Rosalind was silenced—her mind began to grow confused. It was not true that this was all, and yet it was not false. She said nothing; if it were wrong, she made herself an accomplice in the wrong; and Aunt Sophy’s exclamations soon put an end to the incident.

“So you had met before!” she cried. “So you know Highcourt! Oh, what a very small world this is!—everybody says so, but it is only now and then that one is sensible. But you must tell us all about it at dinner. We dine at the table d’hôte, if you don’t mind. It is more amusing, and I don’t like to shut up Rosalind with only an old lady like me for her company. You like it too? Oh, well, that is quite nice. Will you excuse us now, Mr. Everard, while we prepare for dinner? for that is the dressing-bell just ringing, and they allow one so little time. Give me your hand, dear, to help me up. You see I am quite crippled,” Mrs. Lennox said, complacently, forgetting how nimbly she had sprung from her chair with a child under each arm to greet their deliverer. She limped a little as she went out of the room on Rosalind’s arm. She was quite sure that her rheumatism made her limp; but sometimes she forgot that she had rheumatism, which is a thing that will happen in such cases now and then.

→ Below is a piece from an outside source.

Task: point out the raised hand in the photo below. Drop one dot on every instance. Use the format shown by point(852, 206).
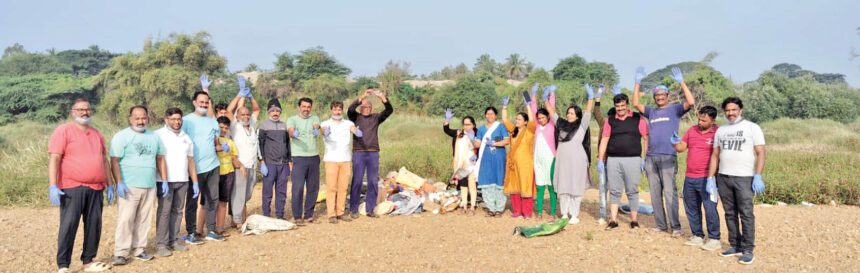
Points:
point(677, 75)
point(640, 74)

The room was still dark. It was not Mrs. Lennox’s custom to have it lighted before dinner, and when the door closed upon the ladies the young man was left alone. His thoughts were full of triumph and satisfaction, not unmingled with praise. He had attained by the chance of a moment what he had set his heart upon, he said to himself; for years he had haunted Highcourt for this end; he had been kept cruelly and unnaturally (he thought) from realizing it. Those who might have helped him, without any harm to themselves, had refused and resisted his desire, and compelled him to relinquish it. And now in a moment he had attained what he had so desired. Introduced under the most flattering circumstances, with every prepossession in his favor, having had it in his power to lay under the deepest obligation the family, the guardians as well as the girl who, he said to himself, was the only girl he had ever loved. Did he love Rosalind? He thought so, as Mrs. Lennox thought she had rheumatism. Both were serious enough—and perhaps this young stranger was not clearly aware how much it was he saw in Rosalind besides herself. He saw in her a great deal that did not meet the outward eye, though he also saw the share of beauty she possessed, magnified by his small acquaintance with women of her kind. He saw her sweet and fair and desirable in every way, as the truest lover might have done. And there were other advantages which such a lover as Roland Hamerton would have scorned to take into consideration, which Rivers—not able at his more serious age to put them entirely out of his mind—yet turned from instinctively as if it were doing her a wrong to remember them, but which this young man realized vividly and reminded himself of with rising exhilaration. With such a wife what might he not do? Blot out everything that was against him, attain everything he had ever dreamed of, secure happiness, advancement, wealth. He moved from window to window of the dim room, waiting for the ladies, in a state of exaltation indescribable. He had been raised at once from earth to heaven. There was not a circumstance that was not in his favor. He was received by them as an intimate, he was to be their escort, to be introduced by them, to form one of their party; and Rosalind! Rosalind! she was the only girl whom he had ever loved.